Although Frobisher had advanced no definite evidence that anyone in the navy was involved in whatever heinous scheme was afoot, she had, nevertheless, determined to say nothing that might in any way alert anyone to his mission.
That was too important to jeopardize.
“Good morning.” She’d dressed for the occasion—her mission for today—in another of her jacket-and-skirt outfits, this one a delicate pale lemon yellow with a crisp white blouse. She smiled at the clerk as sincerely as she could.
He didn’t smile back. “How can we help you this time, miss?”
Clearly, she wasn’t going to get any further with these dolts than she had the last time, but who knew? Pigs might fly. She parted her lips on her rehearsed speech—and saw a shadow move behind the frosted glass in the door in the rear wall of the outer office.
The door with the words “Naval Attaché” blazoned on it.

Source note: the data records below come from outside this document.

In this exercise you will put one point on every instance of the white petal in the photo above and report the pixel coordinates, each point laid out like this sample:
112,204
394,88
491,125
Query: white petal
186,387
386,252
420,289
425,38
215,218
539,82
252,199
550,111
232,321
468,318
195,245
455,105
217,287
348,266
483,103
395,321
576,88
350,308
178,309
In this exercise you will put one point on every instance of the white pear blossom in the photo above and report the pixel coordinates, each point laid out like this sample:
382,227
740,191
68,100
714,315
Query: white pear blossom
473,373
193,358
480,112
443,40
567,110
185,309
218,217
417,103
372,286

She redirected her attention to the clerk. “I understand that the naval attaché is in the office today. Please inform him that I, Miss Hopkins, wish to speak with him.” The clerk opened his mouth—no doubt to tell her his master was too busy to oblige her. Before he could, she rolled on, her tone increasingly pointed, “And perhaps you might tell him—” That I’ve recently posted a letter to the Admiralty? That was too close to Frobisher’s mission. She substituted, “That I expect to be back in London soon and will be calling at the Admiralty.”